Bell interlaced his fingers. He had to admit that he didn’t understand Hamilton Speke anymore. And Asquith—who was this mysterious eminence grise? But Sarah had just said something that he understood. “She is trouble. Don’t worry,” he added with a laugh. “She’s not my type.”

“What type is yours, exactly, Mr. Bell?”

“I hope you’re never mad at me, Sarah. You have a glance that would lay a tank battalion to waste.”

“Then I suppose you wouldn’t stand much of a chance.”

“Not a ghost.” Then, “There was a strange, mechanical quality about her interest in me.”

“Mechanical,” Sarah repeated, drily.

“As though she wanted to charm me simply to distract me.”
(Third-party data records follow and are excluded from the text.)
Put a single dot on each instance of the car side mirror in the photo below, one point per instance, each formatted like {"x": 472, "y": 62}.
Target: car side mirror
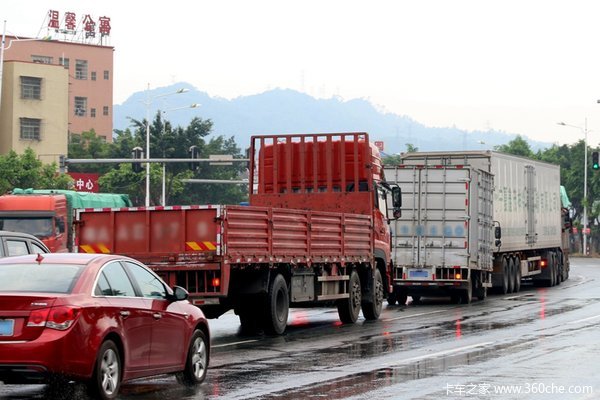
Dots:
{"x": 180, "y": 293}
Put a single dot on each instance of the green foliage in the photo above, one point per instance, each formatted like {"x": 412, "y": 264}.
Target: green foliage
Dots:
{"x": 518, "y": 147}
{"x": 392, "y": 159}
{"x": 165, "y": 142}
{"x": 26, "y": 171}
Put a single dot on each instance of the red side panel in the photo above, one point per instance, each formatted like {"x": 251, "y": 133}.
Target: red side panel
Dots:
{"x": 144, "y": 233}
{"x": 259, "y": 235}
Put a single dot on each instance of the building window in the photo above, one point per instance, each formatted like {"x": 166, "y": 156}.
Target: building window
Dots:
{"x": 80, "y": 69}
{"x": 31, "y": 87}
{"x": 30, "y": 128}
{"x": 80, "y": 106}
{"x": 41, "y": 59}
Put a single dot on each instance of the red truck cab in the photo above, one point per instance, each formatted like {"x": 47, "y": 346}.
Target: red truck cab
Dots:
{"x": 43, "y": 216}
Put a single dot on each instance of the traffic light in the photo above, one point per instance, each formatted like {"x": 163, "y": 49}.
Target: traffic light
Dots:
{"x": 137, "y": 153}
{"x": 194, "y": 154}
{"x": 62, "y": 163}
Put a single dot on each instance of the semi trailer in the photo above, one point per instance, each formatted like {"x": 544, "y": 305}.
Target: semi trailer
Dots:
{"x": 474, "y": 220}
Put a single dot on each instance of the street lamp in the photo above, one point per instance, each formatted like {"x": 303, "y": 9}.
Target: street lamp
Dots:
{"x": 194, "y": 105}
{"x": 585, "y": 131}
{"x": 148, "y": 103}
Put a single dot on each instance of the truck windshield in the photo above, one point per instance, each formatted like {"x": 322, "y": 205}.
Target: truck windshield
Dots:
{"x": 40, "y": 227}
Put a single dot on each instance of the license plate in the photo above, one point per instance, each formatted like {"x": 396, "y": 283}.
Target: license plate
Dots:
{"x": 418, "y": 273}
{"x": 7, "y": 327}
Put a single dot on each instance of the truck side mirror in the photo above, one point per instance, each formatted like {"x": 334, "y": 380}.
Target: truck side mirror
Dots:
{"x": 397, "y": 201}
{"x": 498, "y": 235}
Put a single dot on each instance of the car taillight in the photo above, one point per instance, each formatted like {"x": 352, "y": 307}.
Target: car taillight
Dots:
{"x": 59, "y": 318}
{"x": 38, "y": 317}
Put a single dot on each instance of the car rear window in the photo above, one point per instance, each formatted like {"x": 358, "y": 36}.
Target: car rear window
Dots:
{"x": 45, "y": 278}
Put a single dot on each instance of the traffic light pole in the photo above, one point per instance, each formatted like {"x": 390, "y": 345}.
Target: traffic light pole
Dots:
{"x": 585, "y": 193}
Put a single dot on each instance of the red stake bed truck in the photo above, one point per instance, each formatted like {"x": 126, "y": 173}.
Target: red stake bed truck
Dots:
{"x": 316, "y": 233}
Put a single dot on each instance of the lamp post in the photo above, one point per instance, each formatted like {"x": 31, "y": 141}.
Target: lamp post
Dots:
{"x": 585, "y": 224}
{"x": 148, "y": 103}
{"x": 164, "y": 198}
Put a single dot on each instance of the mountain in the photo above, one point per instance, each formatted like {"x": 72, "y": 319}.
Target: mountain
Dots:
{"x": 288, "y": 111}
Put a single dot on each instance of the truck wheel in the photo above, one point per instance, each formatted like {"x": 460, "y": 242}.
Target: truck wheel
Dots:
{"x": 392, "y": 298}
{"x": 348, "y": 309}
{"x": 402, "y": 296}
{"x": 505, "y": 273}
{"x": 551, "y": 271}
{"x": 479, "y": 290}
{"x": 558, "y": 268}
{"x": 517, "y": 269}
{"x": 372, "y": 309}
{"x": 278, "y": 306}
{"x": 511, "y": 275}
{"x": 466, "y": 295}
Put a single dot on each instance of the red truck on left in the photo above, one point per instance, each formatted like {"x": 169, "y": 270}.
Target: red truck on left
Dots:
{"x": 48, "y": 214}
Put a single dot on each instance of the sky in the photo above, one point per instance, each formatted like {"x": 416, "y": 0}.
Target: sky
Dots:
{"x": 517, "y": 66}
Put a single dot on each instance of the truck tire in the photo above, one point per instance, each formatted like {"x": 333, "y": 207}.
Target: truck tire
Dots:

“Tell me one thing, Chris. Are we going to sit here forever?”

“I’m trying to absorb what I’ve heard.” He added something that should have been a warning. “Erika has started me off on a very interesting path and I want to take my time.”

“I can’t stand it here.”

“So,” said Bell, “we’ve established that Maria slithers and licks the air and in every other way acts like a serpent.”

“A legless lizard,” Sarah agreed.

“But what does this mean?”

Sarah pushed aside her drink, so hard that sherry spilled across the table. Its scent was nutlike, the odor of oak and something else, something both tantalizing and poisonous. She apologized, but then said, “I can’t sit here any more.”

She was on her feet, and was about to leave without him when she saw him thrust currency just beyond the small lake of wine. His movements were slow. His words, though, when he reached her were reassuring.

“You’re right,” he said. “We have work to do.”